There are, of course, some people who have been less affected by the earthquake (like those with houses of made of caña and who live out in the country). Unfortunately, some of them are taking advantage of the situation and seeking to accept as many donations as possible. Some of them are camping in makeshift shelters along the roads to appear as if they are needy. It's nearly impossible for outsiders to determine who truly needs help, and it is imperative that those taking donations work together closely with local people who know the difference.

After we delivered the donations we had taken, we spent a little time assessing the situation in Jama. I was prepared to stay a few days if there was a need I could fill, but there just didn't seem to be a clear one. Rescuers are there from other parts of Ecuador as well as other countries. They didn't seem overwhelmed by the amount of work to do, nor did they seem to be stressed or seeking help. The window of time for expecting to find survivors is coming to a close, and as an untrained person, there didn't seem to be anything I could add without potentially getting in the way. Hopefully donations will continue to arrive for as long as they are needed, and hopefully that will start to be coordinated better soon. The next steps will be to restore the power and water infrastructure and cell phone communication. Before too long the remaining buildings that are damaged need to be completely leveled to remove the hazards of unsafe structures.

Some people are moving away from these communities to the larger cities like Santo Domingo, Guayaquil and Quito. I saw several trucks moving furniture and household belongings out. Some are probably making a temporary move; others might be choosing to start all over. Those who are staying probably feel like the land they own is the only thing they have left and find it hard to abandon it. In every case, for those who stay and for those who leave, they need help to restore their lives.

The road between Jama and Pedernales was in pretty bad shape, but it was spotty.
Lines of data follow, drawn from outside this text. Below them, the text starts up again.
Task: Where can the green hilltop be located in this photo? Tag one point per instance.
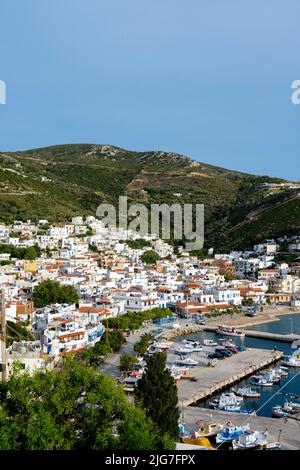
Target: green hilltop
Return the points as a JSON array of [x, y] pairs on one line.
[[61, 181]]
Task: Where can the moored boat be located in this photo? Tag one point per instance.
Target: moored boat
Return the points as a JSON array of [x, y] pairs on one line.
[[260, 381], [188, 349], [209, 342], [230, 331], [246, 392], [208, 429], [250, 440], [293, 360], [231, 432], [187, 362]]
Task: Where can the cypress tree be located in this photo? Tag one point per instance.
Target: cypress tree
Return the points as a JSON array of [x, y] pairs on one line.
[[157, 393]]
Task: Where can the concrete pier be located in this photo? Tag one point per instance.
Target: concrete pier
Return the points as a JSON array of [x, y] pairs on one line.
[[226, 372], [287, 430], [261, 335]]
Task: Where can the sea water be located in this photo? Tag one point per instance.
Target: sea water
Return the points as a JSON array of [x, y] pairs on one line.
[[264, 404]]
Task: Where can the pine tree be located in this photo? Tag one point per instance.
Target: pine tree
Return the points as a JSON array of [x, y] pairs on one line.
[[156, 392]]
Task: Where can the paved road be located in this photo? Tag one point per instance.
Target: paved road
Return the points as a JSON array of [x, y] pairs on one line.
[[112, 362]]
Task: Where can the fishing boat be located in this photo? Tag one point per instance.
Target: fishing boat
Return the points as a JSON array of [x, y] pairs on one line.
[[188, 349], [276, 445], [246, 392], [250, 440], [208, 429], [231, 432], [229, 402], [191, 343], [187, 362], [209, 342], [281, 371], [230, 345], [293, 360], [183, 370], [271, 376], [162, 345], [229, 331], [260, 381], [278, 412], [291, 407]]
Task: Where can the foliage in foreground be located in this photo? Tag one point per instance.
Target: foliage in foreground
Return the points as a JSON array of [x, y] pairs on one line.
[[52, 292], [156, 392], [73, 408]]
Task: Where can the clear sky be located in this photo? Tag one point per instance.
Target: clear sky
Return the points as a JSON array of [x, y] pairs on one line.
[[207, 78]]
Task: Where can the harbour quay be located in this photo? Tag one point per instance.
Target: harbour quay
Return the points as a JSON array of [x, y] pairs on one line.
[[286, 430], [210, 380], [263, 335]]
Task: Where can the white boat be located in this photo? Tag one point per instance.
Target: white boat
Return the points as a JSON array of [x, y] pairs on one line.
[[231, 432], [192, 343], [250, 440], [162, 345], [246, 392], [188, 349], [291, 407], [208, 429], [227, 402], [280, 371], [209, 342], [187, 362], [229, 331], [293, 360], [260, 381], [278, 412]]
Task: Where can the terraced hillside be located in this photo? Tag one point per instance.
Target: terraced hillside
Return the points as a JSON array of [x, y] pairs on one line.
[[61, 181]]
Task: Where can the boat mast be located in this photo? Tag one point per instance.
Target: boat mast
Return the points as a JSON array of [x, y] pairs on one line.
[[3, 337]]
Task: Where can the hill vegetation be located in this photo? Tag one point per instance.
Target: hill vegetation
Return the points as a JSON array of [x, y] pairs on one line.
[[62, 181]]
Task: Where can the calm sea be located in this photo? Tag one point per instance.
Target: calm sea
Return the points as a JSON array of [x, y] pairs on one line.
[[285, 325]]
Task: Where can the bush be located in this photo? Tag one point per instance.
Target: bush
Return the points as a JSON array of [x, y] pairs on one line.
[[51, 292], [150, 257], [127, 362]]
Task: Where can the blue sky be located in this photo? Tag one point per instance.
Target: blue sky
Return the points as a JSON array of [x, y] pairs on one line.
[[209, 79]]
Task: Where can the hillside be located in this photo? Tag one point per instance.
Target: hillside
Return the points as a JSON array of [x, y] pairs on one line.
[[62, 181]]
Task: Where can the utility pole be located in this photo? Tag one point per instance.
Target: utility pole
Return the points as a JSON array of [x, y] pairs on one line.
[[3, 337]]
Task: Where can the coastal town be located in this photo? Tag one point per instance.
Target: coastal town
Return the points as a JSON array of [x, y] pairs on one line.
[[114, 273]]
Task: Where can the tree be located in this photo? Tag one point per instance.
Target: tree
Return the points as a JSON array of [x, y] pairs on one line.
[[157, 393], [127, 362], [71, 407], [51, 292], [30, 253], [150, 257], [136, 432], [142, 346]]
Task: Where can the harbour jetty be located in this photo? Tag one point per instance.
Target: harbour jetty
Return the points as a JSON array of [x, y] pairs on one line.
[[288, 430], [226, 372], [263, 335]]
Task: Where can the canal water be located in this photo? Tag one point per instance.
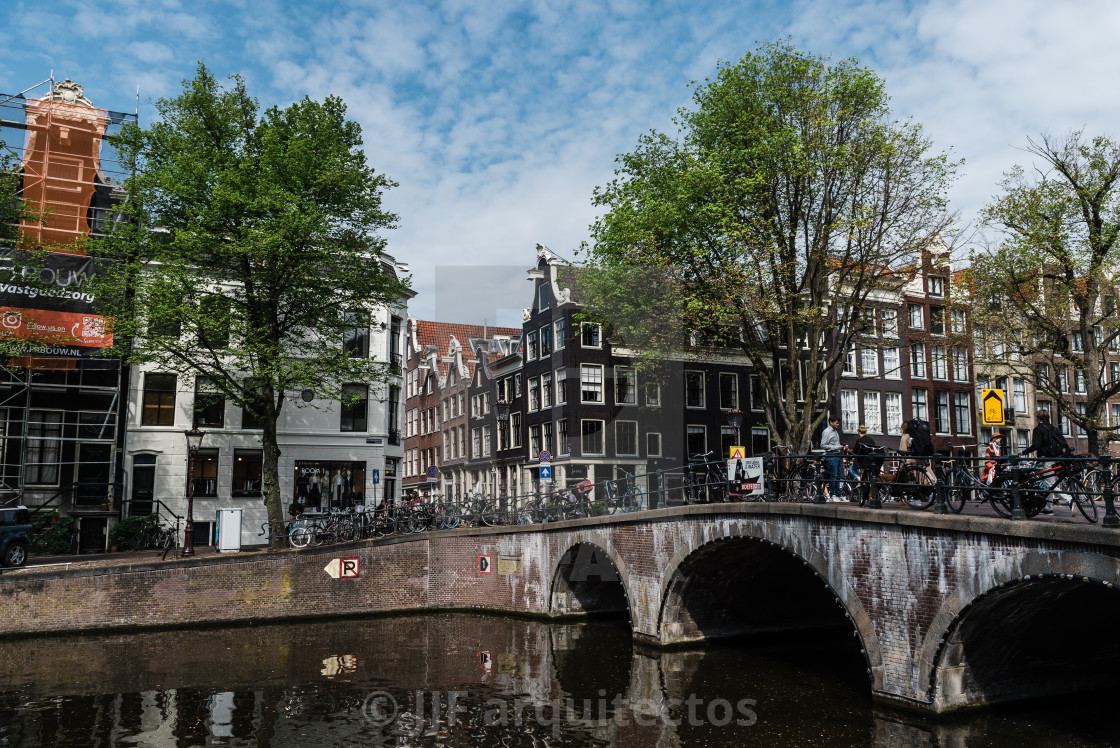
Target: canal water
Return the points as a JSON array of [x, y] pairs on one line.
[[473, 680]]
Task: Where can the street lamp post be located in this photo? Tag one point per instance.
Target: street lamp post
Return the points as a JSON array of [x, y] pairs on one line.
[[194, 442], [503, 419]]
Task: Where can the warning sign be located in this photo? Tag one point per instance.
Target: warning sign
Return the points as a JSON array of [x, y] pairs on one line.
[[991, 407]]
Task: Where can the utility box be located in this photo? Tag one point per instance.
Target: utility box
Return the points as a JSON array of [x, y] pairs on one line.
[[229, 531]]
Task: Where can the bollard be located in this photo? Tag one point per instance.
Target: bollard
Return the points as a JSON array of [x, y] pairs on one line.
[[822, 480], [941, 505], [1110, 511], [1016, 498]]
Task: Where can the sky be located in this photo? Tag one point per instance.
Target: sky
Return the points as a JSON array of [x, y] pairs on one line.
[[498, 119]]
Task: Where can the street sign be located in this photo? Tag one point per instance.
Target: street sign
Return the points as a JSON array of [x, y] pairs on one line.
[[343, 568], [991, 407], [745, 476]]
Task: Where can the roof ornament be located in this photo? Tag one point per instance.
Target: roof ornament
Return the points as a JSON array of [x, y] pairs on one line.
[[70, 93]]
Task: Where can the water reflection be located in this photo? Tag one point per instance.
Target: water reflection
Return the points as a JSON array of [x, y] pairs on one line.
[[463, 680]]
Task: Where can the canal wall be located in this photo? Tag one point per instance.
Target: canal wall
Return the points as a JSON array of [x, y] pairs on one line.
[[929, 598]]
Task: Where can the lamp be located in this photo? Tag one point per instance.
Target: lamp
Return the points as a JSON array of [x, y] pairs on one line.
[[194, 443]]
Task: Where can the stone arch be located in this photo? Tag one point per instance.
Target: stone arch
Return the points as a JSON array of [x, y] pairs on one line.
[[944, 675], [593, 552], [784, 540]]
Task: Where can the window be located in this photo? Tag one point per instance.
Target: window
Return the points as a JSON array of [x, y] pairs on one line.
[[939, 365], [849, 410], [590, 383], [869, 362], [915, 319], [546, 340], [590, 336], [917, 360], [626, 437], [158, 400], [729, 391], [532, 346], [625, 385], [546, 391], [963, 412], [210, 403], [43, 451], [534, 394], [941, 409], [246, 471], [959, 321], [889, 323], [693, 390], [960, 365], [938, 320], [893, 401], [353, 408], [356, 336], [918, 404], [591, 432], [873, 418], [214, 321], [757, 393], [696, 440], [205, 477]]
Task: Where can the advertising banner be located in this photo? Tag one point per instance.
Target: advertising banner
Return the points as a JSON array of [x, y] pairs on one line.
[[47, 305]]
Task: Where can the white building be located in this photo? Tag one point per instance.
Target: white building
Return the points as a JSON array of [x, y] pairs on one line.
[[330, 456]]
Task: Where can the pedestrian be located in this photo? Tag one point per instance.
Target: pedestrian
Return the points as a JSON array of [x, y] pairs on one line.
[[1048, 442], [830, 442]]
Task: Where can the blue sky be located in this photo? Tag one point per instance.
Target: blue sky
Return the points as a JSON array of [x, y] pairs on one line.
[[498, 119]]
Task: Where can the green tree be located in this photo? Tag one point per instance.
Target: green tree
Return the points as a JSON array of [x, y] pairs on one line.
[[252, 246], [1045, 292], [784, 207]]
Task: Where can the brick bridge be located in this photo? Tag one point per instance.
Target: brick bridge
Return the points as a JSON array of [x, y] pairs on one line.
[[949, 611]]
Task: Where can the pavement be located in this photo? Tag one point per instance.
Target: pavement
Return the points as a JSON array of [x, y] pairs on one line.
[[1062, 514]]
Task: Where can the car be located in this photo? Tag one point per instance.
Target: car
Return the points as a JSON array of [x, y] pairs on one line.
[[15, 535]]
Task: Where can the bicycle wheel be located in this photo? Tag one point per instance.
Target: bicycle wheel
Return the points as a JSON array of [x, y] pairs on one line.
[[957, 493], [1080, 496], [632, 499], [917, 488], [299, 536]]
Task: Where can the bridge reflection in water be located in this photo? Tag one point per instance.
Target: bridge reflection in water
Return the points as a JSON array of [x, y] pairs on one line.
[[510, 681]]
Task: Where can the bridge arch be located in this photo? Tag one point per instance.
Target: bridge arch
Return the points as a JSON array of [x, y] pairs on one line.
[[590, 579], [1033, 629], [696, 605]]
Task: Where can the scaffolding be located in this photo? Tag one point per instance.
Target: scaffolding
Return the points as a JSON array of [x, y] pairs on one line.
[[61, 417]]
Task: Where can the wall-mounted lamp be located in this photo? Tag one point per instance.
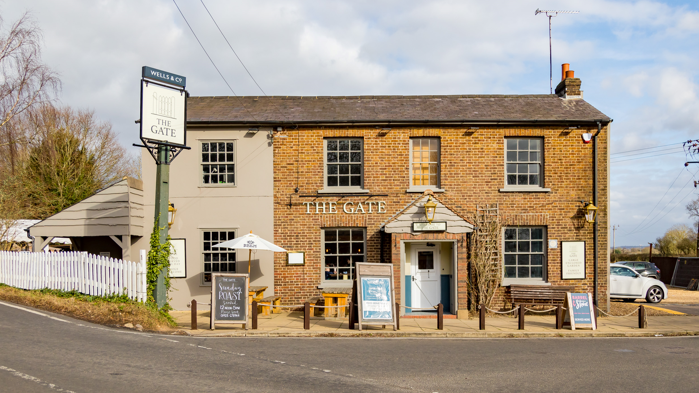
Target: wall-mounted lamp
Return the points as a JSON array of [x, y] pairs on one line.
[[430, 209], [170, 214], [590, 211]]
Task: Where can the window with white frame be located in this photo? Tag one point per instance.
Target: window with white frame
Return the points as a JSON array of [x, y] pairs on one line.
[[215, 259], [523, 162], [525, 256], [218, 163], [342, 248], [343, 163], [424, 163]]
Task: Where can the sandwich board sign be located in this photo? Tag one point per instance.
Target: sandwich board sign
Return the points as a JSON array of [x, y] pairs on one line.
[[163, 108], [229, 299], [580, 311], [375, 295]]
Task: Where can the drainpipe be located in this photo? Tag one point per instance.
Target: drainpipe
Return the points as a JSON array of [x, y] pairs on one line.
[[595, 202]]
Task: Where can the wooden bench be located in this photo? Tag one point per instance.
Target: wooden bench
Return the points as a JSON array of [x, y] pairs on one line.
[[269, 301], [537, 295]]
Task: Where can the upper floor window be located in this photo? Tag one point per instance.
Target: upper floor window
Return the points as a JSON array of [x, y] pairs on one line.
[[424, 163], [523, 162], [216, 259], [344, 163], [218, 163]]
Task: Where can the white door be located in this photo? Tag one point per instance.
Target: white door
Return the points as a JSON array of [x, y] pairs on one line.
[[425, 288]]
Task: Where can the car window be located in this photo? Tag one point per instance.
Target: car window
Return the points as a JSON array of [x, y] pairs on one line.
[[622, 271]]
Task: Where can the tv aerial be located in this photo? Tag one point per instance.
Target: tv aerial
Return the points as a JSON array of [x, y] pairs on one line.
[[551, 14]]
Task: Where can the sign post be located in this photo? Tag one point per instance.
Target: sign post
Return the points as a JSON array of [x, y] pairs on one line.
[[375, 295], [163, 125]]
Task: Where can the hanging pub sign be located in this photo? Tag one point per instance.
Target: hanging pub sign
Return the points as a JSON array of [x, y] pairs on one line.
[[229, 299], [580, 311], [375, 294], [163, 107], [573, 260]]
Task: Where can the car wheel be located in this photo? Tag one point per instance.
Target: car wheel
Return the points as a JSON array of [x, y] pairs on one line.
[[654, 295]]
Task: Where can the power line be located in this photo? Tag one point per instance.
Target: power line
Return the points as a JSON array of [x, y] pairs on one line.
[[230, 46], [212, 61], [640, 158], [646, 148]]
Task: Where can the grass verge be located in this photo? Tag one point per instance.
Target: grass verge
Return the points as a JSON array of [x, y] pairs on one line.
[[112, 310]]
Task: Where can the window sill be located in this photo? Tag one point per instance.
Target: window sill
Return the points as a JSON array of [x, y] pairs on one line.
[[423, 189], [523, 281], [336, 284], [343, 190], [524, 189]]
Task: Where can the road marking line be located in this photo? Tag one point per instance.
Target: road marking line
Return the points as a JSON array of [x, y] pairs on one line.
[[666, 310], [34, 379], [34, 312]]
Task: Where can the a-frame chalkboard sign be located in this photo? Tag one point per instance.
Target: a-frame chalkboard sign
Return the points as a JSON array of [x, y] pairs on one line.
[[580, 311], [375, 294], [229, 299]]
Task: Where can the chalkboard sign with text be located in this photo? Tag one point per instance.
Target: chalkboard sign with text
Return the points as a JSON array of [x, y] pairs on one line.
[[229, 299], [580, 311]]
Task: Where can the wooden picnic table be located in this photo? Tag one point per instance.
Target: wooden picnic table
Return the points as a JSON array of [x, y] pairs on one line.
[[336, 297]]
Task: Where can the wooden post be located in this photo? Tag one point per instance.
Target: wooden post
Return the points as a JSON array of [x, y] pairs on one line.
[[642, 321], [559, 317], [397, 316], [481, 317], [254, 315], [194, 314]]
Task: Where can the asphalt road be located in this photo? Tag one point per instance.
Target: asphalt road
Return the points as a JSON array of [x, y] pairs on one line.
[[47, 352]]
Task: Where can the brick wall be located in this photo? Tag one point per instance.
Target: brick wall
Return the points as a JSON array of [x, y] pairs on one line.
[[472, 173]]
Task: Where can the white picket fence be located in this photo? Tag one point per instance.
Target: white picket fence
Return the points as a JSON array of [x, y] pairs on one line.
[[86, 273]]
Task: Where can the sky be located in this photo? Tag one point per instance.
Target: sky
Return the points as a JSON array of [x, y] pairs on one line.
[[637, 61]]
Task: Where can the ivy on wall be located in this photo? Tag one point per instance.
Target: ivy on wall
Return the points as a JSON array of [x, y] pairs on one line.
[[158, 259]]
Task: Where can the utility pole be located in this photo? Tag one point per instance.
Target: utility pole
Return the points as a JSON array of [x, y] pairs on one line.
[[551, 14], [614, 228]]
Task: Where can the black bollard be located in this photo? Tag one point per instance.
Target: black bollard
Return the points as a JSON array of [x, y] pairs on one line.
[[254, 315], [194, 314], [481, 317]]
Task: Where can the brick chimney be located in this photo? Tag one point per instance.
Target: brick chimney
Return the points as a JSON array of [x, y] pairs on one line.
[[569, 87]]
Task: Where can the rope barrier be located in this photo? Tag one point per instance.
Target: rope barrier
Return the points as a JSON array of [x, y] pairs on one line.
[[540, 311], [617, 316]]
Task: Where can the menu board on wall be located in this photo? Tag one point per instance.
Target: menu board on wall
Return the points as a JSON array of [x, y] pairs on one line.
[[229, 299], [178, 258], [573, 260], [375, 294]]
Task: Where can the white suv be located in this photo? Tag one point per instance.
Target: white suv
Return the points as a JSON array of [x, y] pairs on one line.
[[628, 285]]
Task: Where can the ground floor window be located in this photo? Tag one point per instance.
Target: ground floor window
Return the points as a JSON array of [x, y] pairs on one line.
[[217, 260], [524, 253], [342, 248]]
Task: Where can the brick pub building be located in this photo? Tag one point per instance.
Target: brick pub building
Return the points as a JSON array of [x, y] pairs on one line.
[[352, 175]]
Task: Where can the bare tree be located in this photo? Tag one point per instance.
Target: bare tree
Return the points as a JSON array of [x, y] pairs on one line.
[[484, 260], [26, 81]]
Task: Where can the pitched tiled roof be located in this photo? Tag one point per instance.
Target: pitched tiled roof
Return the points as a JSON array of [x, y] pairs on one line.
[[408, 109]]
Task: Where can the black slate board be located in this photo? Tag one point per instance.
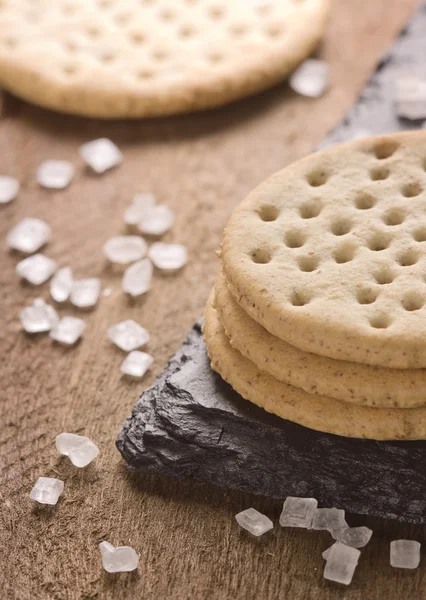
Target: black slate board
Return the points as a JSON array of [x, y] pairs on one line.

It seemed to especially be an issue wherever the original construction had involved filling in to make it level, and at junctures with bridges or other transitions. There were many places where the road had buckled, or some parts had risen or fallen. In one spot it had split apart into several strips. In most cases, slow and careful travel made it passable, a couple of the worst spots had already been repaired enough to get through. As we were leaving a few hours later, they had machinery spreading dirt over the spots that hadn't received any attention yet.

The stories of death and survival abound. I met one woman in front of her 3-story concrete house. The first floor crumbled while she was on that level, and floors two and three remained intact and came down on top of her and her two sons. She pointed out the spot where she crawled out from underneath what now looks like a 2-story house. It didn't look like there would have been room under there for her. Her aged father was crushed to his death in the adjoining room.

I also heard the story of a boy who was with his mom when the earthquake started. She had just enough time to push him out of the door before the house came down on top of her. The boy is the only one from his family who survived.

We saw dogs waiting faithfully by a pile of rubble that used to be the house of their owner.

It was extremely sad to see the destruction and the human suffering, but I don't regret going in the least. I am very glad that I had the chance to take this trip and help in the small ways that I did. As things continue to develop and needs arise, there may be more ways for all of us to get involved.